В завершение сетований и сердитых инвектив начальника сыскной полиции, Карл Иванович Вирхов выслушал и угрозы, что в случае провала расследования именно Вирхов, на участке которого обнаружились в последнее время следы Рафика, пойдет краснеть и потеть на трибуну Конгресса. И еще ему, старому опытному следователю, ясно дали понять, что искать ему следует дегенерата, человека хоть с какими-то психологическими отклонениями, дабы Россию не уподобляли варварской стране.
Карл Иванович ходил из угла в угол в своем кабинете и продолжал мысленно возражать своему телефонному собеседнику. Разве он, Вирхов, не сделал всего, что мог? Собрал всю базу данных, по всей форме составил протоколы осмотров и допросов и отправил их главному петербургскому сыскарю. Оповестил городовых и околоточных своего участка – разослал им описание и приметы преступника. Портрет получился весьма узнаваемый – недаром не один час припоминали все детальки и штрихи облика разбойника официант Аркаша Рыбин и пострадавшая Татьяна Зонберг. Вся агентура задействована – шныряет по городу, прочесывает злачные места ищет неуловимого Рафика.
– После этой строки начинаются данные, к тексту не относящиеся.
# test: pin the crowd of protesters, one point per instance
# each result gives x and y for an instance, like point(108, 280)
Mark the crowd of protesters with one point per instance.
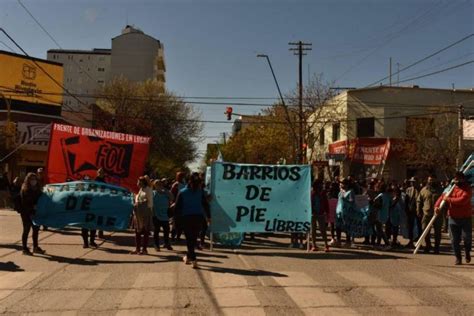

Карл Иванович проконсультировался со знатоками оружейного дела. Выяснилось, что ножи, оставленные бандитом в ресторане Порфирия Филимоновича и в вагоне поезда, не фабричной сборки. А черенки и клинки, скорее всего, изготовлены кустарями Тульской губернии. Из известных специалистам-оружейникам мастеров змеек в орнаментах никто не использовал.